The subtext about “some people” is sharper. In relationships, argument and persuasion rarely work head-on because the “difficulty” is identity, not logic. People defend themselves against frontal approaches; they can be met, however, through shared side doors: a story, a joke, a smaller request, a change in environment, the slow accrual of trust. “Obliquely” isn’t cowardice here; it’s emotional intelligence with a hint of manipulation, the admission that influence travels on angles.
Contextually, Gide’s era - and his own life - makes the line land. A writer navigating bourgeois propriety, desire, and public morality learned that the straight path is often blocked, while the diagonal remains passable. This is strategy as sensibility: not surrendering, just refusing the romance of the head-on fight.
The intent is practical but also quietly insurgent: stop treating problems as moral tests. Sometimes directness is vanity disguised as virtue - the belief that if you just try harder, reality must comply. Gide’s “often” does the heavy lifting, puncturing absolutism without turning indirection into a new dogma. He’s advocating for lateral motion: change the adjacent variable, shift the frame, re-sequence the task, let the knot loosen when you stop yanking the same strand.

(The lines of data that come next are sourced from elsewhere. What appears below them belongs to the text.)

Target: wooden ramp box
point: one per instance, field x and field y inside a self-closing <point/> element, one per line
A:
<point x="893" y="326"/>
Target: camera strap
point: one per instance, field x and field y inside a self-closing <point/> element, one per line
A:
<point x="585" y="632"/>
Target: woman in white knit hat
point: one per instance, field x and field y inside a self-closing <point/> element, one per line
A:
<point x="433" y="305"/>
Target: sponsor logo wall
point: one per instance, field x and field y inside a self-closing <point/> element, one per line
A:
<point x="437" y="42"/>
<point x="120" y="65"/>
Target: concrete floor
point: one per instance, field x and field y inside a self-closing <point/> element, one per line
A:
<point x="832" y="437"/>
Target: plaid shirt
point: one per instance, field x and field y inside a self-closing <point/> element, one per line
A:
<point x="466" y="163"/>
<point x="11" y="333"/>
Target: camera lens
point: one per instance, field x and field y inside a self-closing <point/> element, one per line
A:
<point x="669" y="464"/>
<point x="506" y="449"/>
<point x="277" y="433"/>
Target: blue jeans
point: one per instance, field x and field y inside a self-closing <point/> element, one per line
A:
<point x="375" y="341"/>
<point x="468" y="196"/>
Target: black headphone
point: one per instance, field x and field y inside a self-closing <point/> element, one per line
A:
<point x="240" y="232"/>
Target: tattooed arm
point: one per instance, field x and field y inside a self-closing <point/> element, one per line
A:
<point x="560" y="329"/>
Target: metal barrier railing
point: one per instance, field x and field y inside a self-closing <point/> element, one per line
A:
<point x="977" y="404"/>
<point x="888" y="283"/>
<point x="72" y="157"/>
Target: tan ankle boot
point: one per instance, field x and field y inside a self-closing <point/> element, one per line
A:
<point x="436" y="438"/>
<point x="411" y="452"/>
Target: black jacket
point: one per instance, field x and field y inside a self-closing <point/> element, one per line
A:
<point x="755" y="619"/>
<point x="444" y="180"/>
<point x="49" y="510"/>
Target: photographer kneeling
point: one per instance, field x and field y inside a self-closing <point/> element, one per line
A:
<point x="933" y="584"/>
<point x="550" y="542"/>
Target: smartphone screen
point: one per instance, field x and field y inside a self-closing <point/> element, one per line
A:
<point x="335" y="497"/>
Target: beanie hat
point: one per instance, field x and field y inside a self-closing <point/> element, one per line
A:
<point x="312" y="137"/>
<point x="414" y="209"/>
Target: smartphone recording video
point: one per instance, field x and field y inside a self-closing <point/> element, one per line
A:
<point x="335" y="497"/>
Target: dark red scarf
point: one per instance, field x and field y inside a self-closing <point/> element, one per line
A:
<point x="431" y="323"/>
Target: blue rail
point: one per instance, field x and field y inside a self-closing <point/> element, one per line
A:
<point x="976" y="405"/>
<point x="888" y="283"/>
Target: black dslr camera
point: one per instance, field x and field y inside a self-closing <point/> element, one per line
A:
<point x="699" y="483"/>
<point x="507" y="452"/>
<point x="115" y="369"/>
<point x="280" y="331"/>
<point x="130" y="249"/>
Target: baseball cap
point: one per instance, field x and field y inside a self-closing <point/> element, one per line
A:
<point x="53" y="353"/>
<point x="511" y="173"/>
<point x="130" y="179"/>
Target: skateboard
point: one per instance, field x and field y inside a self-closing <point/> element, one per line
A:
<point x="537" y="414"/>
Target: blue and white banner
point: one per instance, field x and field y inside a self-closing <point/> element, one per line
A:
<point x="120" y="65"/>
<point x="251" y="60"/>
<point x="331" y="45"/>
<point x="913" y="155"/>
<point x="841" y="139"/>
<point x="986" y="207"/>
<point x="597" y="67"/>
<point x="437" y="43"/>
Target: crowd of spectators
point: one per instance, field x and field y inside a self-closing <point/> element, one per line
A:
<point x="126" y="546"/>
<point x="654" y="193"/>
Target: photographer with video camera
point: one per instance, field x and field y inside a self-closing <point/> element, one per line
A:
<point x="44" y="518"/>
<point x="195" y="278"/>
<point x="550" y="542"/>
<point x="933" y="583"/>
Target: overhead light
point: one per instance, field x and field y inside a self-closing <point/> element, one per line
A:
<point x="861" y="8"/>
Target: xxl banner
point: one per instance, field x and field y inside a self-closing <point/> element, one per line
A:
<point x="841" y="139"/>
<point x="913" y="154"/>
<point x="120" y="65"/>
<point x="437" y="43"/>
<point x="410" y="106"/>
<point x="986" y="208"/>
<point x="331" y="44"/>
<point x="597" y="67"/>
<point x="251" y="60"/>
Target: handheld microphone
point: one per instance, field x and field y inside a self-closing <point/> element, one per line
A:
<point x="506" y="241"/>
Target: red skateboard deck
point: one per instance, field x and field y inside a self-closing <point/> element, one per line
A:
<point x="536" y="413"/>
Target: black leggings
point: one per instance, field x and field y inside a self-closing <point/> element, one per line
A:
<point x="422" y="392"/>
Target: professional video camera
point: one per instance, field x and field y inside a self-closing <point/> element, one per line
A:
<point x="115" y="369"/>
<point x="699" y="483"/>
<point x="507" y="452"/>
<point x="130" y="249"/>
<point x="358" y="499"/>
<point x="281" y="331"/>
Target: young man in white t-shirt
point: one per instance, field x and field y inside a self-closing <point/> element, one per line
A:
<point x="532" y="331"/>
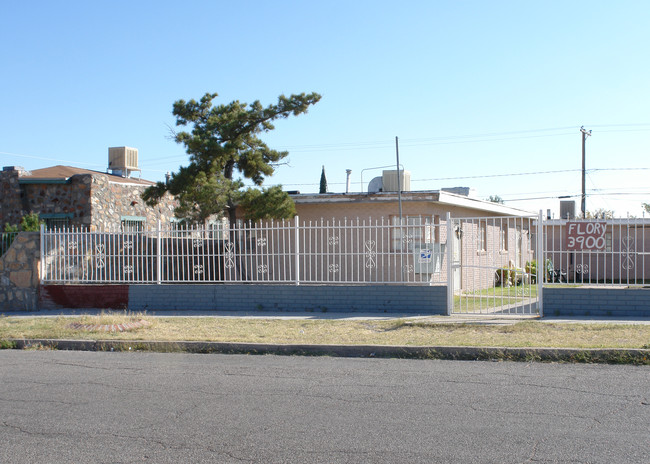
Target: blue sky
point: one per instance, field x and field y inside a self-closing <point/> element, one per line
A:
<point x="474" y="90"/>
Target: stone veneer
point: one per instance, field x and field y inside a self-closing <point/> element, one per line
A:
<point x="19" y="273"/>
<point x="96" y="200"/>
<point x="111" y="200"/>
<point x="10" y="203"/>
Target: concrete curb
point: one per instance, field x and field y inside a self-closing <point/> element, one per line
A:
<point x="609" y="355"/>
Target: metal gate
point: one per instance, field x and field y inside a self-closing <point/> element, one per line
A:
<point x="494" y="266"/>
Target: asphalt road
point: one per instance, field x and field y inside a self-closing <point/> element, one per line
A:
<point x="149" y="407"/>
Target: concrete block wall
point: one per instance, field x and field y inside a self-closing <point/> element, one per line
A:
<point x="19" y="273"/>
<point x="598" y="302"/>
<point x="316" y="298"/>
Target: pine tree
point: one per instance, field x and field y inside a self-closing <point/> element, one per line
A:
<point x="224" y="140"/>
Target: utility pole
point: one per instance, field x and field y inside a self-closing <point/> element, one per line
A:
<point x="585" y="134"/>
<point x="399" y="180"/>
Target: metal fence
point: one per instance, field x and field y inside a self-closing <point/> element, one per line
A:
<point x="597" y="252"/>
<point x="327" y="252"/>
<point x="472" y="254"/>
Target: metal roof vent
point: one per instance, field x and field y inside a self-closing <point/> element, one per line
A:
<point x="375" y="185"/>
<point x="123" y="160"/>
<point x="389" y="181"/>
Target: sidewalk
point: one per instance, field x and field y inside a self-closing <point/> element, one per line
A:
<point x="488" y="319"/>
<point x="494" y="353"/>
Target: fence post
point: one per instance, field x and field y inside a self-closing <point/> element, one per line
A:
<point x="158" y="255"/>
<point x="297" y="256"/>
<point x="541" y="266"/>
<point x="450" y="269"/>
<point x="42" y="254"/>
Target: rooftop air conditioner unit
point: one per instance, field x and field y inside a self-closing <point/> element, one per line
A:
<point x="123" y="160"/>
<point x="389" y="181"/>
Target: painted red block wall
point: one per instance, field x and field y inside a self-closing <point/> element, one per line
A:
<point x="84" y="296"/>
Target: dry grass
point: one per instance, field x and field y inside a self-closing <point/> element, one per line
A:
<point x="368" y="332"/>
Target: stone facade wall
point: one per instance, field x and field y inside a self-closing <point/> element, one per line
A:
<point x="19" y="273"/>
<point x="96" y="200"/>
<point x="10" y="204"/>
<point x="71" y="198"/>
<point x="113" y="200"/>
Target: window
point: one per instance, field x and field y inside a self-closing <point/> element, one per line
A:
<point x="482" y="236"/>
<point x="56" y="221"/>
<point x="132" y="223"/>
<point x="503" y="237"/>
<point x="412" y="234"/>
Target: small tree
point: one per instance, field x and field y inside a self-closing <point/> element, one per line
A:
<point x="224" y="140"/>
<point x="600" y="213"/>
<point x="323" y="182"/>
<point x="271" y="203"/>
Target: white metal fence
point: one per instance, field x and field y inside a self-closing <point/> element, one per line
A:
<point x="473" y="254"/>
<point x="597" y="251"/>
<point x="372" y="251"/>
<point x="494" y="265"/>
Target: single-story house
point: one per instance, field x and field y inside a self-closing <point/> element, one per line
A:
<point x="66" y="196"/>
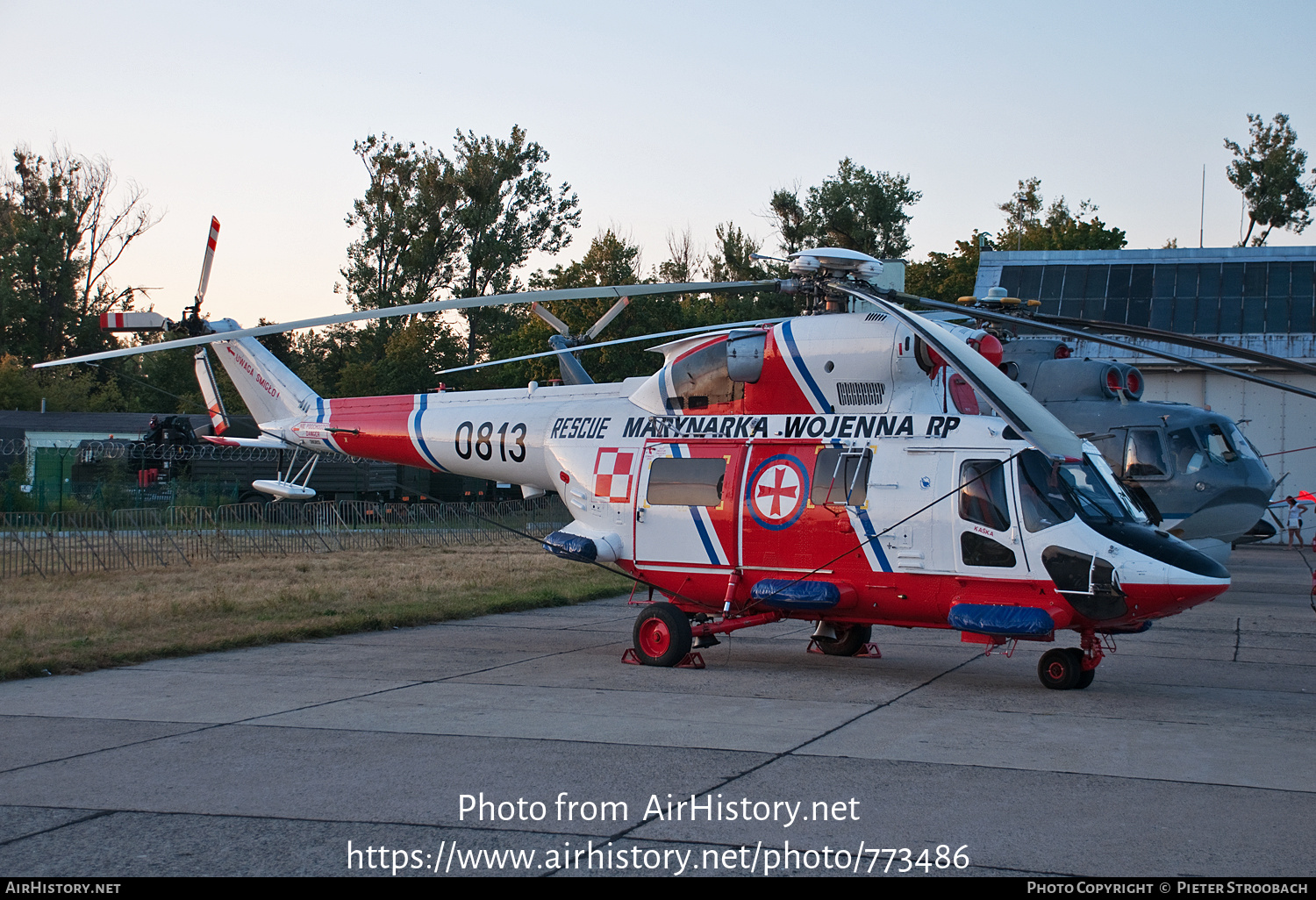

The subtext about “some people” is sharper. In relationships, argument and persuasion rarely work head-on because the “difficulty” is identity, not logic. People defend themselves against frontal approaches; they can be met, however, through shared side doors: a story, a joke, a smaller request, a change in environment, the slow accrual of trust. “Obliquely” isn’t cowardice here; it’s emotional intelligence with a hint of manipulation, the admission that influence travels on angles.
Contextually, Gide’s era - and his own life - makes the line land. A writer navigating bourgeois propriety, desire, and public morality learned that the straight path is often blocked, while the diagonal remains passable. This is strategy as sensibility: not surrendering, just refusing the romance of the head-on fight.